Two birds with one stone

None of this vital information made it into the mainstream media. And although none of the articles we've seen has attacked raw milk because of a supposed MRSA risk – yet, at least – we find the timing of this information release somewhat suspicious. If, as some have suggested, the UK government has covered up the presence of MRSA CC398 on its shores for many years, the reasons for releasing the information now become even murkier. Perhaps, if keeping a lid on the fact any longer had become impossible, the authorities decided to kill two birds with one stone – by admitting that MRSA CC398 is in the UK at a time guaranteed to increase the chances of a ban on raw milk.

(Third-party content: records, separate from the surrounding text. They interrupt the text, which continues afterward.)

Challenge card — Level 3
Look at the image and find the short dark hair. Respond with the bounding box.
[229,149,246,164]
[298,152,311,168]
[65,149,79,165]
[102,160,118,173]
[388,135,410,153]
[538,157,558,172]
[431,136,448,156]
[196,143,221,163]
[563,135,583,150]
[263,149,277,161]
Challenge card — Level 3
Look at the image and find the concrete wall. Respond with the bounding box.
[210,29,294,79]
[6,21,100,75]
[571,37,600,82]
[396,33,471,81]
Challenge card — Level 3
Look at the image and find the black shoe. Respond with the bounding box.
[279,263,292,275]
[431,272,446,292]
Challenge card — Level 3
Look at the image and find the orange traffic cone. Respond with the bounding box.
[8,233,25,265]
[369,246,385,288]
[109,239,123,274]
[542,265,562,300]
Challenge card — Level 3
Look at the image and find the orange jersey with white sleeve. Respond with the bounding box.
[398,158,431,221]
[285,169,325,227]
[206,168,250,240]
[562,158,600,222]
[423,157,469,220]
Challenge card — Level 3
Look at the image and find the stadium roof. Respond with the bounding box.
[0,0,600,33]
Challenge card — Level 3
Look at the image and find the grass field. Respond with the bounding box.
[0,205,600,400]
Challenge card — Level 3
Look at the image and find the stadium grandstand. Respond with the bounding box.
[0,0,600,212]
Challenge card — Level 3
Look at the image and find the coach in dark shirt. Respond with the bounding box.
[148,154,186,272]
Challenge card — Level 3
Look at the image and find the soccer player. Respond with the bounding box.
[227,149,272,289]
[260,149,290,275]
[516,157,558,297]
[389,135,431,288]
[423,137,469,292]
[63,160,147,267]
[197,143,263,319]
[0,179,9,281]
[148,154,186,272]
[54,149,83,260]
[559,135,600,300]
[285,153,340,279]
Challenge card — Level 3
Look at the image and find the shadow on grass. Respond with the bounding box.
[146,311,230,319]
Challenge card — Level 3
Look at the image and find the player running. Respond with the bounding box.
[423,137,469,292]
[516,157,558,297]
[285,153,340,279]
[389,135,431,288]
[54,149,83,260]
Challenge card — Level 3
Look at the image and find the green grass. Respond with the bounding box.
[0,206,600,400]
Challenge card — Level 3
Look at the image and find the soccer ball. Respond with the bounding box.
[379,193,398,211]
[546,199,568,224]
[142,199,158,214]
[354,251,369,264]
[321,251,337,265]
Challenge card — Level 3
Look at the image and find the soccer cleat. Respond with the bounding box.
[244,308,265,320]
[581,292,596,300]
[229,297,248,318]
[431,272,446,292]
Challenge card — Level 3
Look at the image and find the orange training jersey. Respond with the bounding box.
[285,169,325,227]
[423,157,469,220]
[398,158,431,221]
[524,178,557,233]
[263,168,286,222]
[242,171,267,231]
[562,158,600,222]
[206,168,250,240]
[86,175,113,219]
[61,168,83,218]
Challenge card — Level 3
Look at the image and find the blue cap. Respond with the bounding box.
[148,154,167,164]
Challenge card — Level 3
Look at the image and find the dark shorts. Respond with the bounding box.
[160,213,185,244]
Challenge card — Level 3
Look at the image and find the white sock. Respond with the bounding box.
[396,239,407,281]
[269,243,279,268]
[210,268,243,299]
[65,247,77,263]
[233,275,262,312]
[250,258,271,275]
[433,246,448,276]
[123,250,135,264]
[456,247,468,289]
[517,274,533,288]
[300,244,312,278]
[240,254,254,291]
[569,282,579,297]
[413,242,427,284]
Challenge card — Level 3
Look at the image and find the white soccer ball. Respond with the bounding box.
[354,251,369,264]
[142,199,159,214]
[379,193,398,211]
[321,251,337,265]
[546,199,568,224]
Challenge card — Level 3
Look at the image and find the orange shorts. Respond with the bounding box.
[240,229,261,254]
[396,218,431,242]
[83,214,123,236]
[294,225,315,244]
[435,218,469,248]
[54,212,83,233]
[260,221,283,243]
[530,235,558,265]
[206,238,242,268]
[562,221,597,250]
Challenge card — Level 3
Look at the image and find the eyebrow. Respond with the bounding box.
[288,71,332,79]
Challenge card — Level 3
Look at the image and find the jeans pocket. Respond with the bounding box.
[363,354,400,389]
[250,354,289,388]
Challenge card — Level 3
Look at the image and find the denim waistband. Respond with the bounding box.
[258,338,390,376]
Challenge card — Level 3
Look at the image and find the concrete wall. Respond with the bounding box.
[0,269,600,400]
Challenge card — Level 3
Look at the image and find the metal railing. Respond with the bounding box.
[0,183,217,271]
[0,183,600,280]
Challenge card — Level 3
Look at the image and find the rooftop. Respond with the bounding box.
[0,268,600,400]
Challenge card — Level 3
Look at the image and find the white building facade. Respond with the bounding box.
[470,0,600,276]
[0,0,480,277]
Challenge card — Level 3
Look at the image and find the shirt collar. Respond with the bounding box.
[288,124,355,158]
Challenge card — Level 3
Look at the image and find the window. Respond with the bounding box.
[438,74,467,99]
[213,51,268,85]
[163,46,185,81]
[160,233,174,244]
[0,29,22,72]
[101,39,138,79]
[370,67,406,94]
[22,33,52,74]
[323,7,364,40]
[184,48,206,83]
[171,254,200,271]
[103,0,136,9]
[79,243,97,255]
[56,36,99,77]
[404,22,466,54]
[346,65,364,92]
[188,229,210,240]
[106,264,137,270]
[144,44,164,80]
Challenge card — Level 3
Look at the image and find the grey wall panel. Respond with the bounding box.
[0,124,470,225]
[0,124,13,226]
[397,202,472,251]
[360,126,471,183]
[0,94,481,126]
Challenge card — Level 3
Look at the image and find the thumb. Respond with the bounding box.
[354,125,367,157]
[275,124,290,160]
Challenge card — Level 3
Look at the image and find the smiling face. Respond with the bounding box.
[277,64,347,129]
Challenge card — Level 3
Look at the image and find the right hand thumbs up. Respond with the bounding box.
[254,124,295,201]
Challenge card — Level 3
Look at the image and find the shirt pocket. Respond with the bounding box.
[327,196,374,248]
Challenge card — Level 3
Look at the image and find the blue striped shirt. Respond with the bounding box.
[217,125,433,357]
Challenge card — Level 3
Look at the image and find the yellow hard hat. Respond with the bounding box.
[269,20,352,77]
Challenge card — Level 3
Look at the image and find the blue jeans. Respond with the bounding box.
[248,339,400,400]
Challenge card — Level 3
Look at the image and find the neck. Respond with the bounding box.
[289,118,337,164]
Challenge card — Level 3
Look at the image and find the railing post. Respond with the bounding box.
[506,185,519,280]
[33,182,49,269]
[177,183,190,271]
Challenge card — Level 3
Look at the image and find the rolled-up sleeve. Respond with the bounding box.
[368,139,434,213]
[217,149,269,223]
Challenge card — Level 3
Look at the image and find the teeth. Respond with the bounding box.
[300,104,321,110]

Regulators worldwide vs. raw milk

If that sounds too conspiratorial for you, bear in mind that regulatory convergence between the USA and Europe is gathering pace, and raw milk has been a prime target of US authorities for some time. While the FSA currently tolerates raw milk sales, we're pretty sure it would love to slap even more restrictive legislation on it or ban it altogether, doubtless while trotting out the usual rubbish about 'protecting public safety'. After all, in the minutes of a 2012 FSA Board meeting, the FSA states its belief that raw milk and cream poses “inherent risks”, despite the very same document pointing out that, “There have been no reported outbreaks of illness associated with raw drinking milk or cream in the UK for over 10 years”.

Watch out!

At the very least, media reports of a previously undiscovered MRSA strain in the UK milk supply are highly likely to influence the FSA Board members who will decide on the future of raw milk regulation in the UK this year. We can only speculate whether the timing was deliberate, and if so, who is driving the agenda to restrict or end the sale of raw milk in that country. As Maryn McKenna, author of the book Superbug, says: “Watch out, British raw-milk drinkers.”